Magnetism and topology in Tb-based icosahedral quasicrystal

TL;DR

This paper provides a microscopic analysis of the crystal electric field in Tb-based quasicrystals, revealing how magnetic anisotropy leads to unique magnetic textures and topological states, and how these can be controlled via composition.

Contribution

It introduces a detailed microscopic model for magnetic and topological properties in Tb-based quasicrystals, highlighting the role of crystal electric field effects.

Findings

Magnetic anisotropy from CEF stabilizes hedgehog magnetic order.

Large topological charge in whirling-moment states.
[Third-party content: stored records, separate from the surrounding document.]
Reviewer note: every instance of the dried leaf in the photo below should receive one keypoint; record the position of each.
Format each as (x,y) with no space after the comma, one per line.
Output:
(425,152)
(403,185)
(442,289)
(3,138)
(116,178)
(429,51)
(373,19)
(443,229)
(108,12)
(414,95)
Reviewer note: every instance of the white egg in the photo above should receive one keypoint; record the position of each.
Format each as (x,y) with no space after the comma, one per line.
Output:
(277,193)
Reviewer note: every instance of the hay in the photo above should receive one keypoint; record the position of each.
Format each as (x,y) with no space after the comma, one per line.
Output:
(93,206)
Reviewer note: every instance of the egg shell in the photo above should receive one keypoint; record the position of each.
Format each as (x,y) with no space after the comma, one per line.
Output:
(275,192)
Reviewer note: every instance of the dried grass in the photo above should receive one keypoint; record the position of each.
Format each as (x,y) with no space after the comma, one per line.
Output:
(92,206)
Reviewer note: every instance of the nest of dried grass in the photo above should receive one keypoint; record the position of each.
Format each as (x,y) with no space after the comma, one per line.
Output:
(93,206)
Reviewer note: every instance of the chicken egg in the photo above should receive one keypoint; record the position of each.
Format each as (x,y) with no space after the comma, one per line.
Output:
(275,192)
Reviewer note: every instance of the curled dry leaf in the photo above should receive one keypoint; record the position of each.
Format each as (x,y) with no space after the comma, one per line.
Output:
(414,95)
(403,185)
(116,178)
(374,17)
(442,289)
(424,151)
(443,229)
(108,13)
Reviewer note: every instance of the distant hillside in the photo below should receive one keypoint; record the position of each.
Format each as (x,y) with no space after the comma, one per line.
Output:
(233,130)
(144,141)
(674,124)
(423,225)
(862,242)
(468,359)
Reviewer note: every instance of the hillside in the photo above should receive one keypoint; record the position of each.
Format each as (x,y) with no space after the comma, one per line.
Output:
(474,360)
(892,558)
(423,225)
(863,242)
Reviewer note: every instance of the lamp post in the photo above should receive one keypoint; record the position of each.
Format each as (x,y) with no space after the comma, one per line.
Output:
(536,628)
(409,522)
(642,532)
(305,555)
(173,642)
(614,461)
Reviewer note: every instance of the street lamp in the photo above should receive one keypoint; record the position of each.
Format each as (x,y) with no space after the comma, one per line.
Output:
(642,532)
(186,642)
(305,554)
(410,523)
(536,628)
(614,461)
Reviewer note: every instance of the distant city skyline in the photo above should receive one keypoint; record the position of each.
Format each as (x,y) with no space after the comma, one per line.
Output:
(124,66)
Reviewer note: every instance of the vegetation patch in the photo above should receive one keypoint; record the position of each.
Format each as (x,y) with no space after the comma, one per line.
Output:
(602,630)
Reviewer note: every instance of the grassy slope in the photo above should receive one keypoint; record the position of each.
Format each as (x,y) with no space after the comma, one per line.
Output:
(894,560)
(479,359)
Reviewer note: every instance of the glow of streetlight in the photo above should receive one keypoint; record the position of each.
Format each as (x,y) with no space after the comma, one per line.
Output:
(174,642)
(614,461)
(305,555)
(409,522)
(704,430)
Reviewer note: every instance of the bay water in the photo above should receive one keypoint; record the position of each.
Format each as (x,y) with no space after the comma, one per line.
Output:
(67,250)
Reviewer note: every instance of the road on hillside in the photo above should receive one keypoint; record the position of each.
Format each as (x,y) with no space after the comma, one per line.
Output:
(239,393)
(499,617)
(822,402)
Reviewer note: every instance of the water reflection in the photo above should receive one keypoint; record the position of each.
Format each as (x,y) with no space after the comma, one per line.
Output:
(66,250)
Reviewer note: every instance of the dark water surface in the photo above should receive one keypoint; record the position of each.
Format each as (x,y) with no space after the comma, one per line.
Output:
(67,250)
Magnetic textures can be controlled by composition changes.

Abstract

Quasicrystal (QC) possesses a unique lattice structure with rotational symmetry forbidden in conventional crystals. The electric property is far from complete understanding and it has been a long-standing issue whether the magnetic long-range order is realized in the QC. The main difficulty was lack of microscopic theory to analyze the effect of the crystalline electric field (CEF) at the rare-earth atom in QCs. Here we show the full microscopic analysis of the CEF in Tb-based QCs. We find that magnetic anisotropy arising from the CEF plays a key role in realizing unique magnetic textures on the icosahedron whose vertices Tb atoms are located at. Our analysis suggests that the long-range order of the hedgehog characterized by the topological charge of one is stabilized in the Tb-based QC. We also find that the whirling-moment state is characterized by unusually large topological charge of three. The magnetic textures as well as the topological states are shown to be switched by controlling compositions of the non-rare-earth elements in the ternary compounds. Our model is useful to understand the magnetism as well as the topological property in the rare-earth-based QCs and approximant crystals.